# Sandpiper 8 Dinghy



## kwaltersmi (Aug 14, 2006)

I just picked up a little Sandpiper 8 dinghy for $150. I couldn't pass it up for that price.

Does anyone else have one of these? Are they miserable to row? I'm hoping it's at least easier to row than my 8' Quicksilver PVC inflatable.


----------



## RandyonR3 (Oct 2, 2005)

I bought on of those a few years ago at the boat show. What I was supprised about was its life.. When not un use, I kept it bottom-side-up on the dock... The material borke down in just a few mounths and it fell apart.. I ended up sending it off in the trash can...
The cost wasnt that much but I though it should last more than one season... If you keep it outside, keep it covered.......


----------



## AjariBonten (Sep 7, 2007)

What is it made of that would deteriorate that quickly? Cardboard? Your dock isn't close to any leaky nuke plants, is it Randy?

That's just seems bizarre to me. 

Fred


----------



## kwaltersmi (Aug 14, 2006)

They are made of "ABS Plastic" with a foam core. I'm surprised too, because during the bit of research I did, most sources seemed to list "durable" as an attribute.


----------



## sailingdog (Mar 19, 2006)

It probably rows better than an inflatable, since it is a rigid dinghy and less energy is lost to the flexing of the boat. The material may not be well UV-stabilized, so covering the dinghy is probably a good and cheap precaution to take.


----------



## rperret (Apr 11, 2003)

sailingdog said:


> It probably rows better than an inflatable, since it is a rigid dinghy and less energy is lost to the flexing of the boat. The material may not be well UV-stabilized, so covering the dinghy is probably a good and cheap precaution to take.


Yes, I researched these boats a while back and someone had also mentioned that it lacked good UV stabilization - in fact I recall speaking to someone at the company and they recommended keeping it covered when not in use....


----------



## TSOJOURNER (Dec 16, 1999)

Well im glad i spend my money on a used Avon. I was going to buy one of these and was still considering it, but not now. 
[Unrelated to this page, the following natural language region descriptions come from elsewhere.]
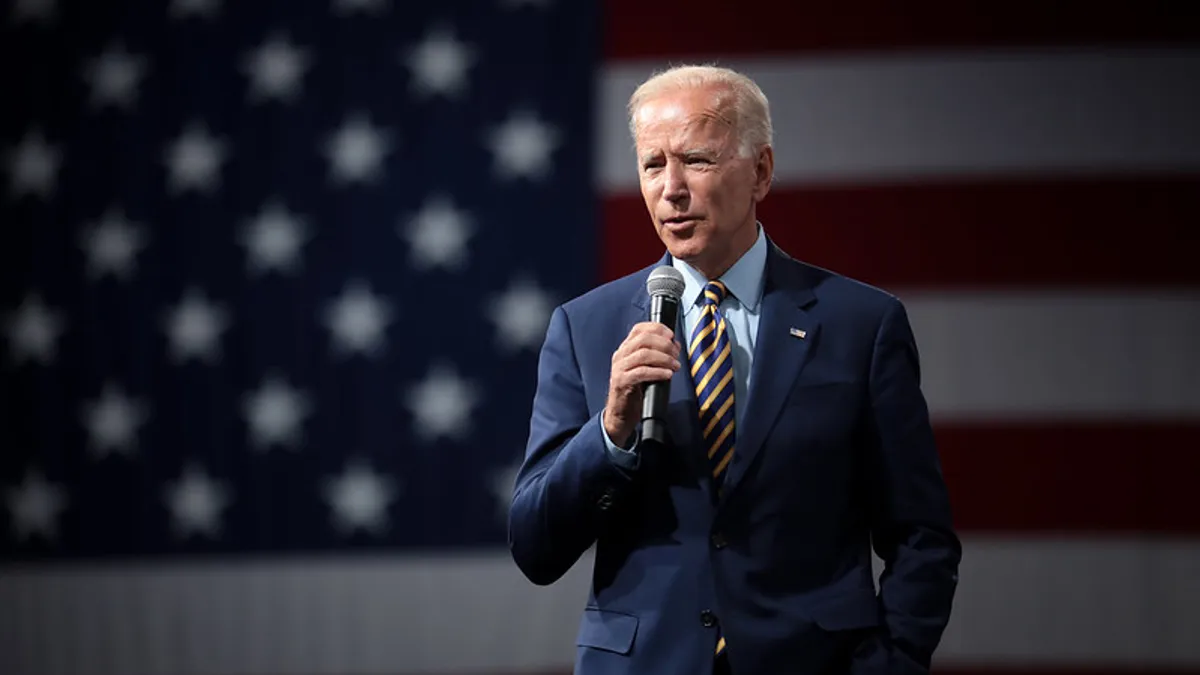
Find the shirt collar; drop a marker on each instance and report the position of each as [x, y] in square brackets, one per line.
[743, 280]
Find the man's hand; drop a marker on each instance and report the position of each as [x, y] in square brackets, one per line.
[649, 353]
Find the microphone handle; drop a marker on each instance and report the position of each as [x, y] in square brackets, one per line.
[665, 310]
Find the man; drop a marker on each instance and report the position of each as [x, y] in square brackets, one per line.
[798, 435]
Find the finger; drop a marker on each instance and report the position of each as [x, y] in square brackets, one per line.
[652, 328]
[648, 357]
[645, 374]
[653, 341]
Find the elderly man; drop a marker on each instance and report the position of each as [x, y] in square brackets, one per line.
[798, 435]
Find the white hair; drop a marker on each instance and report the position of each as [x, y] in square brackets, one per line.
[736, 94]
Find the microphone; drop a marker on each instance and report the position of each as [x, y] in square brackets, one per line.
[665, 287]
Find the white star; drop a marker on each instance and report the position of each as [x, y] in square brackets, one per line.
[112, 244]
[34, 11]
[34, 330]
[113, 419]
[195, 327]
[275, 412]
[503, 481]
[360, 499]
[34, 166]
[196, 502]
[345, 7]
[439, 64]
[438, 234]
[114, 77]
[184, 9]
[442, 404]
[274, 239]
[357, 150]
[522, 147]
[358, 320]
[275, 70]
[35, 506]
[521, 315]
[195, 160]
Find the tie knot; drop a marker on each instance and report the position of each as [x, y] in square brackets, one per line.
[714, 292]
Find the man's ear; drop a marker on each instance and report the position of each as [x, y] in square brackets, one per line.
[765, 172]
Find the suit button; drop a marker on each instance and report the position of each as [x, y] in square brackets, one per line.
[605, 500]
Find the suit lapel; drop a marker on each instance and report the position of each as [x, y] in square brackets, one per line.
[786, 334]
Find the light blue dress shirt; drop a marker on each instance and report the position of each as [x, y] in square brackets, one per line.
[741, 309]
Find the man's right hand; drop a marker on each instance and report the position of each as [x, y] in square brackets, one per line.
[649, 353]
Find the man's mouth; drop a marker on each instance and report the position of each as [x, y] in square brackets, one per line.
[679, 221]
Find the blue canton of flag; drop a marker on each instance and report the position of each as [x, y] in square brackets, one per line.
[275, 275]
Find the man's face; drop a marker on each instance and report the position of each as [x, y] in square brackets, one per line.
[700, 193]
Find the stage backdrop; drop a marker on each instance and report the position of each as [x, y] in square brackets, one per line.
[274, 278]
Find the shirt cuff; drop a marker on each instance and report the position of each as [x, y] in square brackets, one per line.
[627, 459]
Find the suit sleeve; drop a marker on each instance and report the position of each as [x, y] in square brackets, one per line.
[912, 530]
[573, 479]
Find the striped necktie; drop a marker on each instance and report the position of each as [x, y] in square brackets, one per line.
[712, 371]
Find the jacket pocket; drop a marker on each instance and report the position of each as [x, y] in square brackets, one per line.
[607, 629]
[847, 610]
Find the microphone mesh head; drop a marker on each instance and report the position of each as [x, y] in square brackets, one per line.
[665, 280]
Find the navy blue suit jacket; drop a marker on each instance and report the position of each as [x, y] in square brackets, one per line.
[835, 453]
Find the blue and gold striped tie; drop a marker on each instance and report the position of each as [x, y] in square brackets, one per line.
[712, 371]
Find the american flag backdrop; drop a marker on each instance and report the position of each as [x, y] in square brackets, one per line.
[274, 278]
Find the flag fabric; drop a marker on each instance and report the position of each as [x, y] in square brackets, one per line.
[275, 276]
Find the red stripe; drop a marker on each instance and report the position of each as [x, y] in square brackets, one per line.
[703, 29]
[1012, 233]
[1061, 670]
[1057, 477]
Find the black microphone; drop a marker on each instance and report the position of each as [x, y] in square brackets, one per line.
[665, 287]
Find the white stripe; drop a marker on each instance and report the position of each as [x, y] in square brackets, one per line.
[906, 117]
[1097, 602]
[1051, 354]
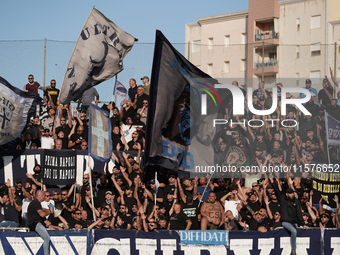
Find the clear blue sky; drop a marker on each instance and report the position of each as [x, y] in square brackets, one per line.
[62, 21]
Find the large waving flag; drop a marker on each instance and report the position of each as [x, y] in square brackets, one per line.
[97, 56]
[100, 142]
[120, 90]
[16, 108]
[178, 135]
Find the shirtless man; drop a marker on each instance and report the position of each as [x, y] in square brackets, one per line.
[212, 213]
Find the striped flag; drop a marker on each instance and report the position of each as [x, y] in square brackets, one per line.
[100, 143]
[16, 108]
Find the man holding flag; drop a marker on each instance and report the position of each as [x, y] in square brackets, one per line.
[97, 56]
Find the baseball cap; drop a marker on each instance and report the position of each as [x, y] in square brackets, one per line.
[289, 191]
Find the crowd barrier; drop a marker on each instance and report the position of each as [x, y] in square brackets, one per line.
[126, 242]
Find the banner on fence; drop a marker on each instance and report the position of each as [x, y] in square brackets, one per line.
[15, 164]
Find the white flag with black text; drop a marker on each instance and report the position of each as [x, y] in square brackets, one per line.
[97, 56]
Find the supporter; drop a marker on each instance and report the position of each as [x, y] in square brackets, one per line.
[9, 206]
[36, 178]
[133, 89]
[77, 219]
[76, 139]
[47, 142]
[128, 111]
[33, 86]
[178, 219]
[203, 188]
[52, 91]
[212, 213]
[128, 130]
[36, 219]
[132, 145]
[143, 111]
[90, 96]
[230, 202]
[145, 80]
[230, 222]
[140, 97]
[116, 118]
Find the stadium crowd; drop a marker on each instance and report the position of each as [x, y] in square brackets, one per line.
[125, 197]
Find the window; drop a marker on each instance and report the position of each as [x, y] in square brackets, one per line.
[315, 74]
[315, 49]
[226, 67]
[244, 38]
[210, 43]
[226, 40]
[210, 69]
[196, 46]
[315, 22]
[243, 65]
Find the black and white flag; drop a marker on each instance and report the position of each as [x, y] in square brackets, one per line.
[16, 107]
[97, 56]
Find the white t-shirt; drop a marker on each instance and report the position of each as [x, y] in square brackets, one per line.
[231, 206]
[47, 143]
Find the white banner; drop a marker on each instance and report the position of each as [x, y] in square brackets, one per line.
[97, 56]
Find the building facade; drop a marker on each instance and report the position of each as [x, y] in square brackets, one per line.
[286, 41]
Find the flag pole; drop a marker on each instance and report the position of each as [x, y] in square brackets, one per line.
[155, 188]
[90, 176]
[326, 126]
[205, 189]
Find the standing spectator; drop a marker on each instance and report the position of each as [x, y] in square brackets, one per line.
[178, 219]
[310, 89]
[33, 86]
[36, 178]
[76, 139]
[54, 93]
[133, 89]
[89, 96]
[47, 142]
[212, 213]
[140, 98]
[145, 80]
[128, 111]
[36, 219]
[291, 215]
[9, 206]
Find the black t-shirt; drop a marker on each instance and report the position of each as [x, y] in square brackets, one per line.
[66, 129]
[140, 100]
[76, 137]
[192, 212]
[33, 215]
[38, 177]
[178, 221]
[54, 94]
[10, 212]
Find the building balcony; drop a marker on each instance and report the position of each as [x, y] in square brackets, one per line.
[260, 35]
[270, 67]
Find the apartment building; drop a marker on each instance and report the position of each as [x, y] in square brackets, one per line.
[289, 39]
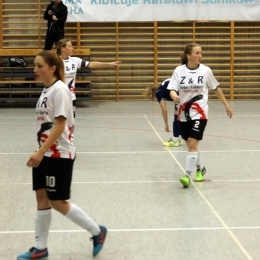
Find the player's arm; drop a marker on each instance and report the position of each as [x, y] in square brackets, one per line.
[55, 133]
[97, 64]
[175, 96]
[222, 98]
[164, 114]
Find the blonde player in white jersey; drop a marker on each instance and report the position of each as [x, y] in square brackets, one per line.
[52, 163]
[192, 81]
[71, 64]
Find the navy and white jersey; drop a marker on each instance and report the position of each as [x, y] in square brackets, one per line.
[190, 83]
[71, 66]
[56, 101]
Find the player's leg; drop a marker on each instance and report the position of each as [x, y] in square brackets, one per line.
[59, 192]
[43, 215]
[192, 132]
[49, 40]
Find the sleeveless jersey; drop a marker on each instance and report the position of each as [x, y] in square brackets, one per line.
[56, 101]
[71, 66]
[162, 91]
[190, 83]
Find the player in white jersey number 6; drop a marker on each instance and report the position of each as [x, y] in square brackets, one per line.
[71, 64]
[52, 163]
[192, 80]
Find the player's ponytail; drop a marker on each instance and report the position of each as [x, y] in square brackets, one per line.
[61, 43]
[187, 50]
[52, 59]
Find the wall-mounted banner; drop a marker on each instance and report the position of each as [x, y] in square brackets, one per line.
[162, 10]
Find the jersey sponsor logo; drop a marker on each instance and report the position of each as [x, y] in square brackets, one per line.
[73, 67]
[42, 103]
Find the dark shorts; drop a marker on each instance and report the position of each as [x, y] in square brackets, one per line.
[55, 175]
[193, 129]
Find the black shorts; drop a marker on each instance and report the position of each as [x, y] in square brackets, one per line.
[55, 175]
[193, 129]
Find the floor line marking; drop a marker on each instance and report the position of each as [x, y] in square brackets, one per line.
[241, 247]
[137, 152]
[128, 115]
[127, 182]
[135, 230]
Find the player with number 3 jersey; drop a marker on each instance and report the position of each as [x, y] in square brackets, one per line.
[189, 86]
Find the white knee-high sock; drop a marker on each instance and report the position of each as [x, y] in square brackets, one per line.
[79, 217]
[42, 227]
[191, 162]
[198, 163]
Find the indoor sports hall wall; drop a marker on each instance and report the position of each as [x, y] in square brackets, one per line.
[149, 51]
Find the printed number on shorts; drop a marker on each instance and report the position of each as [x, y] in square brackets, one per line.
[197, 123]
[50, 181]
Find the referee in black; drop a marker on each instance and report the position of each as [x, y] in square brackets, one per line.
[56, 14]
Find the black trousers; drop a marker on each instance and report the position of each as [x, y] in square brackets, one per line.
[53, 36]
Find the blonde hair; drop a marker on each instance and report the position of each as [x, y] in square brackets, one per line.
[187, 50]
[52, 59]
[61, 43]
[150, 92]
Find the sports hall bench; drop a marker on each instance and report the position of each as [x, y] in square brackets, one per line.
[18, 84]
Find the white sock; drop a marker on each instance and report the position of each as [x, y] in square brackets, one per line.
[191, 162]
[79, 217]
[198, 163]
[42, 227]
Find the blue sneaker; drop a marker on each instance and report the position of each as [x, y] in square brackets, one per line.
[34, 253]
[98, 241]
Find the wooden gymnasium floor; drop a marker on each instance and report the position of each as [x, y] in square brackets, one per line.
[125, 179]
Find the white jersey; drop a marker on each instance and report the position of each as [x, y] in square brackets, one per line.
[190, 83]
[71, 66]
[56, 101]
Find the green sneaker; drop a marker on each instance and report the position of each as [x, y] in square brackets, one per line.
[185, 181]
[171, 143]
[200, 174]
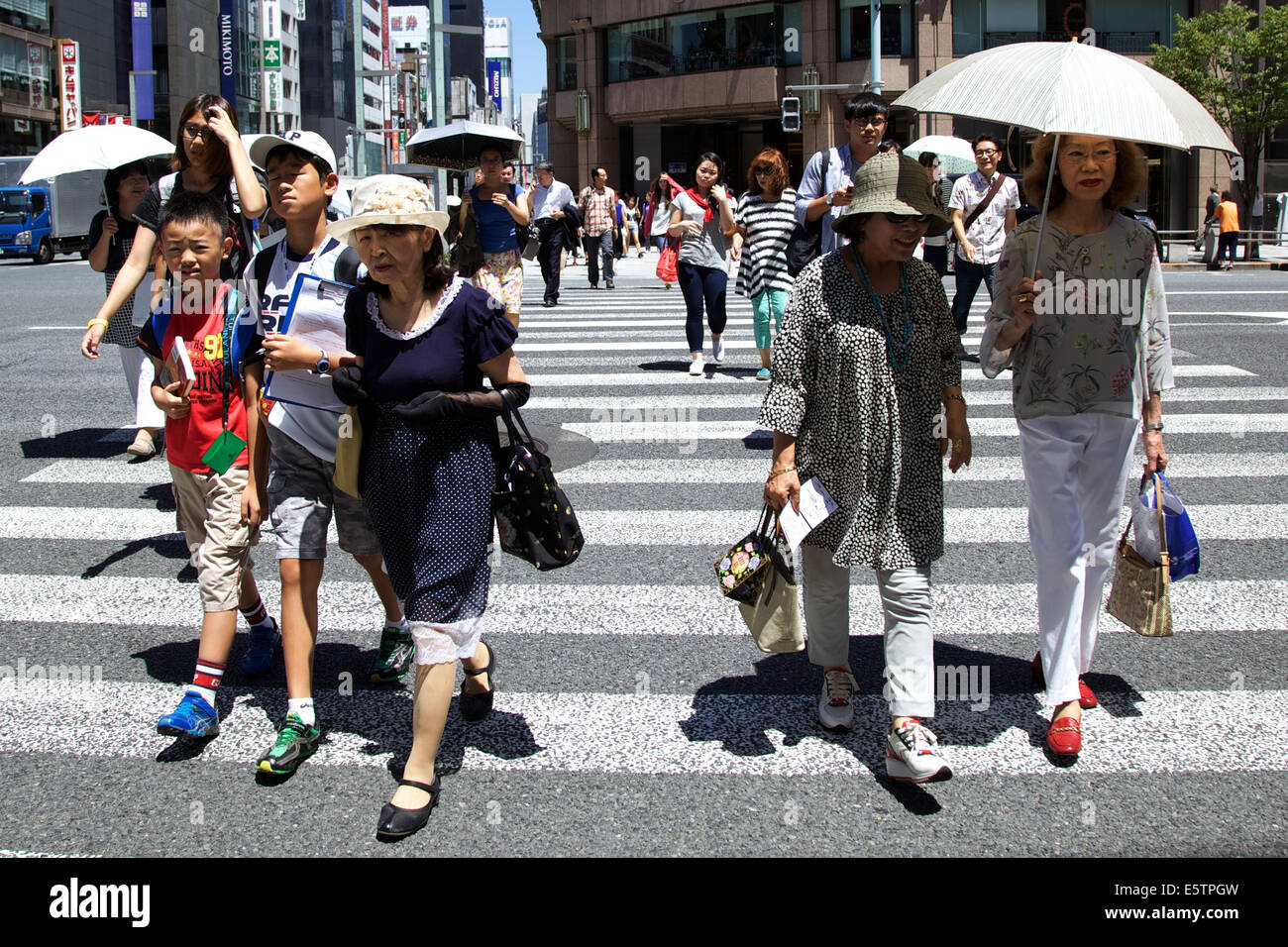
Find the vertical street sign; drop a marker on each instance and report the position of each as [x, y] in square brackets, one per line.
[228, 51]
[141, 44]
[69, 56]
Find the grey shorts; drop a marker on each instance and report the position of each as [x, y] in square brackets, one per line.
[301, 497]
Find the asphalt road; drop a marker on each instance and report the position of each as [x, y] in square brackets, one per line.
[634, 715]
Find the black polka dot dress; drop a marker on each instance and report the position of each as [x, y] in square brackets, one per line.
[429, 491]
[867, 429]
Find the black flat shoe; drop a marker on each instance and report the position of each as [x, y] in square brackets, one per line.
[476, 706]
[398, 823]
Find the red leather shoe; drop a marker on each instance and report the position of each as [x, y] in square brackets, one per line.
[1086, 696]
[1064, 737]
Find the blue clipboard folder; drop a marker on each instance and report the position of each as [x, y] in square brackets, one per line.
[314, 315]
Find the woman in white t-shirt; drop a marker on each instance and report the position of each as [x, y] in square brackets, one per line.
[700, 217]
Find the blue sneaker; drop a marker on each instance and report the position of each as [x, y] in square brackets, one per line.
[259, 656]
[192, 718]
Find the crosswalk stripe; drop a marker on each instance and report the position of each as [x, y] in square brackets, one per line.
[704, 735]
[692, 471]
[1005, 608]
[970, 525]
[683, 432]
[754, 398]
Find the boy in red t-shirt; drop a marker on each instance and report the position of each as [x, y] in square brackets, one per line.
[206, 445]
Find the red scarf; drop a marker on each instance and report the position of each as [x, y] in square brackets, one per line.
[697, 198]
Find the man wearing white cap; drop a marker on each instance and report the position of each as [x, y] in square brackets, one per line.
[292, 455]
Ive been thinking of picking up a little fibrelgass dingy thats like the Sandpiper and building a mold from it to make me a damn good dingy. Think i could sell them?


----------



## kwaltersmi (Aug 14, 2006)

Well, if nothing else, my two daughters love the little Sandpiper. They're gonna have a blast on it next summer. We'll walk it down to the river this weekend for a "sea trial".


----------



## sailingdog (Mar 19, 2006)

You might run into some legal problems doing that. The hull may be copyrighted, and making copies of it are going to be copyright infringement. I know of at least one case involving a sailboat where this was the case.



SVDistantStar said:


> Well im glad i spend my money on a used Avon. I was going to buy one of these and was still considering it, but not now.
> 
> Ive been thinking of picking up a little fibrelgass dingy thats like the Sandpiper and building a mold from it to make me a damn good dingy. Think i could sell them?


----------



## TSOJOURNER (Dec 16, 1999)

SailingDog,
Yea ive thought about that. I was thinking if i did it, i would change a few things on the hull to make it not 100% like the older one. Eh, its just been a dream of mine for some years to do that.


----------



## tomaz_423 (Feb 5, 2006)

Wild guess:
Dinghy cost: 150$
Protective paint cost: 200$


----------



## RandyonR3 (Oct 2, 2005)

I did build one of glass.. was looking at the fatty knees but the price was so high, I decided to build one myself.. I started with what you might call a nutshell, and built a mold off the boat, then laid up the ding.. I built it a little heaver than I had to and I'm still modifying the little boat after a few years of service..
The only time you get into "copyright" problems is when you go into business selling boat you made... If you keep it for yourself, theres no problem... I will admit, I sold the mold to another guy who made his own ding.. and I think he then sold the mold to someone else.. What I made off the mold, paid for the material I built the ding out of...


----------



## sailingdog (Mar 19, 2006)

Actually, copyright infringment doesn't require the sale of the infringing material, at least in the United States. If this were no the case, then you could borrow a DVD from the library and legally copy it for your own use... which is illegal.



RandyonR3 said:


> I did build one of glass.. was looking at the fatty knees but the price was so high, I decided to build one myself.. I started with what you might call a nutshell, and built a mold off the boat, then laid up the ding.. I built it a little heaver than I had to and I'm still modifying the little boat after a few years of service..
> The only time you get into "copyright" problems is when you go into business selling boat you made... If you keep it for yourself, theres no problem... I will admit, I sold the mold to another guy who made his own ding.. and I think he then sold the mold to someone else.. What I made off the mold, paid for the material I built the ding out of...


----------



## kwaltersmi (Aug 14, 2006)

Well, at the moment the little Sandpiper will rest through the winter in my garage. Hopefully next spring she'll stay tied up in the water beneath my dock in the shade. If I have bottom paint left over after doing my sailboat in the spring, I'll use it up on the dink.


----------



## sailoredon (Sep 5, 2006)

I have a Sandpiper and they need a keel of some kind to give them some directional control when rowing. You could add a small keel or skeg and that would defeat the patent.

Sailson


----------



## mbetter (Jun 13, 2010)

sailingdog said:


> Actually, copyright infringment doesn't require the sale of the infringing material, at least in the United States. If this were no the case, then you could borrow a DVD from the library and legally copy it for your own use... which is illegal.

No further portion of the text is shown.